The pain of bereavement is essentially a selfish though perfectly natural one. The dead person is now beyond the joys and sufferings of this life. Whoever they were, whatever their achievements, whether young or old, their story is now written and the full stop added. There is nothing we can add or subtract from their story.
It is we who are left behind, whose story is still in process, who suffer loss. It is we who bear the pangs of what "might have been." Those words of love that were never spoken. The kindly deed that will never now be done. "We never did take that holiday together." Those who have grieved will know what I mean.
Janet now began to feel these pains. The business of pre-funeral preparations, and the longed for and dreaded meeting with her son, the realisation that the feelings of sexual love for him were still with her, had covered her loss until this morning. Now it struck home, and found a fragile target.
It came to Janet that she was now alone. Tom was gone from her life, and whatever may have been his faults or failings, he had been her companion. Now, when Bernard left, she would be on her own, with no close relatives living nearby. Desolation swept over her and she dissolved into floods of tears.
In the next room Bernard heard her.
He had woken early and heard the dawn chorus. He lay thinking about the day ahead. Should he stay on and bear the pain of her nearness so he might be of help in her time of loss?
He confessed to himself that he had had no great affection for his father in recent years. He had been too consumed with envy at his father's right to enter his mother's body almost at will. Yet now he was gone and would enter no more. At this thought the thoughts I have outlined above rose to the surface. "Perhaps it could have been different. If only…" But what was the use? Tom was gone now and nothing could turn back the clock.

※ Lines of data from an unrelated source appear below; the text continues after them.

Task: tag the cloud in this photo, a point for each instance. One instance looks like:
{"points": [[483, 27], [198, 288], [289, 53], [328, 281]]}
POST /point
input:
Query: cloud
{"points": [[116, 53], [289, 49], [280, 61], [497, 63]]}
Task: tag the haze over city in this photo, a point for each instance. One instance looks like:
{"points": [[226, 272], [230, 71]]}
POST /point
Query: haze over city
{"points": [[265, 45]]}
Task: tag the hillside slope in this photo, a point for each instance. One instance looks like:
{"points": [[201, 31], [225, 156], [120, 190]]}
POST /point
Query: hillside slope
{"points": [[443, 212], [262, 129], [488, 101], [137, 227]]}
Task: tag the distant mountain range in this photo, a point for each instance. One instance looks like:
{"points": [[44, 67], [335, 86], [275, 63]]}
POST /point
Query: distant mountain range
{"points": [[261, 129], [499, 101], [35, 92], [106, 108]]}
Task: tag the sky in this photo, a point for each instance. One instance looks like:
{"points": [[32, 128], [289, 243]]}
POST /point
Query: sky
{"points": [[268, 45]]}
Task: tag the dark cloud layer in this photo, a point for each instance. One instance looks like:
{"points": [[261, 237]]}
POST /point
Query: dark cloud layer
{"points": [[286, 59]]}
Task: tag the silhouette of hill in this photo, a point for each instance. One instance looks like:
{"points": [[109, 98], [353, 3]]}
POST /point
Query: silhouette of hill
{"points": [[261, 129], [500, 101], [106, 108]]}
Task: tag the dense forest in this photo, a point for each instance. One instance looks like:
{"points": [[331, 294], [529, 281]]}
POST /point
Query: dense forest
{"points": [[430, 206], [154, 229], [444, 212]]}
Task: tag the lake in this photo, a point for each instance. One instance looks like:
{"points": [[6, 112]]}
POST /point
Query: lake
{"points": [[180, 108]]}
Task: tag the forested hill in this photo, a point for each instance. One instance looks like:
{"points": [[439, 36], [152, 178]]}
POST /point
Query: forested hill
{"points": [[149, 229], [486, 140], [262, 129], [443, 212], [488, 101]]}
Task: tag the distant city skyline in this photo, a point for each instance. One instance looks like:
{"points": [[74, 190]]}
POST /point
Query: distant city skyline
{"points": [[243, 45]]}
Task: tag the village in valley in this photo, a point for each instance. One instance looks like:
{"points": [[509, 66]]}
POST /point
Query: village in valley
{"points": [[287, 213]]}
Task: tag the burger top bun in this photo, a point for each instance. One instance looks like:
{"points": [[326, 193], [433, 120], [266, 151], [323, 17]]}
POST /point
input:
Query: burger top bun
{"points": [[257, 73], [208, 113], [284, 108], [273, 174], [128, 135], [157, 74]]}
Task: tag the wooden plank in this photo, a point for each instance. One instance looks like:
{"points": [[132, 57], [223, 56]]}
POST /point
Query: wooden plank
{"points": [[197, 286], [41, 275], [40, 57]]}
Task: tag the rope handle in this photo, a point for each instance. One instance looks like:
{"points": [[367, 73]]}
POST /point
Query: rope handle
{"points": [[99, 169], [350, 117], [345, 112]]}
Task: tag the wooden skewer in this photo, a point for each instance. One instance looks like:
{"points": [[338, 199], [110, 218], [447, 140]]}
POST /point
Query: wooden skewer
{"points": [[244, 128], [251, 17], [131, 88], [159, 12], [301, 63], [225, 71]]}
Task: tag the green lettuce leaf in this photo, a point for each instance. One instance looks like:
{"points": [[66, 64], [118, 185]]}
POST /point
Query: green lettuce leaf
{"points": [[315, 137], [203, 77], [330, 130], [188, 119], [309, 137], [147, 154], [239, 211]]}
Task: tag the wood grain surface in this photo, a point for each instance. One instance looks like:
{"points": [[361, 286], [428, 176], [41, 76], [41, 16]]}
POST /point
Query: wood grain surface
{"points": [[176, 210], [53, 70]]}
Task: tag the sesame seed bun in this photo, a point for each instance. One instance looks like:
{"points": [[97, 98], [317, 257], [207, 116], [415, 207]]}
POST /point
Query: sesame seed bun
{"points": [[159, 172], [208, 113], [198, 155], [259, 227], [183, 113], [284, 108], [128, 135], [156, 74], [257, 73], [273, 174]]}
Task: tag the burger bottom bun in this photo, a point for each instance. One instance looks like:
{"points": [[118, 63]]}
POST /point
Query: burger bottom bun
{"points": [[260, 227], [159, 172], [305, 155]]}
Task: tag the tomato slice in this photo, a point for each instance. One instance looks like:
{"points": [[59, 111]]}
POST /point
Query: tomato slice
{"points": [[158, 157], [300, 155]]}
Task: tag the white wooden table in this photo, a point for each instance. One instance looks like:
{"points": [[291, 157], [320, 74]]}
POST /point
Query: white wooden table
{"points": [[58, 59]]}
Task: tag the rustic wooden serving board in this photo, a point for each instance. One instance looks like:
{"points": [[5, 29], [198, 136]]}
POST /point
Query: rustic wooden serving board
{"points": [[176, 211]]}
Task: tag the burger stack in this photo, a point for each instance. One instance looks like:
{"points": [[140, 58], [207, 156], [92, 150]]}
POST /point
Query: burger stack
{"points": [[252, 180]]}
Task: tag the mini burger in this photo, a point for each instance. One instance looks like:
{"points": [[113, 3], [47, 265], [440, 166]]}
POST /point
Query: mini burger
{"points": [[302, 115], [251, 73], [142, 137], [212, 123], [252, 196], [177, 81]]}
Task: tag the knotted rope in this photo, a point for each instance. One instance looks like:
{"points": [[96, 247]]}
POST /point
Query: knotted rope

He was still weighing up whether to go or stay when he heard the sounds of his mother's weeping. At first he hesitated to intervene, but as her sobs grew in volume he got out of bed, put on his dressing gown, and went to her room.
She was laying partially face down her arm lying under her face. He went to her and laid his arm across her shoulders. He said only, "Mother." He voiced no words of false comfort. He simply was present to her. She turned and curled herself into his body and continued to weep as he held her as if she were a child. As her weeping subsided she began to sob out her feelings of loss and regret in broken words and phrases.
This was the first time in years he had been in intimate physical contact with his mother. It might be anticipated that his sexual need of her would surface in all its power, but not so. He had always loved her as well as lusted for her, and at such a time as this it was his love that prevailed. He wanted only to comfort her and offer her his strength.
As she quietened he said, "You stay here, mother, I shall make breakfast and you can have it in bed. She gave a weak smile and said, "I hate breakfast in bed. You can make it while I have a shower, and then I'll join you."
While he worked in the kitchen Bernard decided what he must do. He saw that to leave now would be selfish and cowardly. If he loved this woman he must be here for her now as she grieved. He would stay for the full two weeks of his leave.
Over breakfast he asked her if it would be all right for him to stay for the fortnight. She started to cry again, sobbing out, "Oh Bernard, would you? I should love that."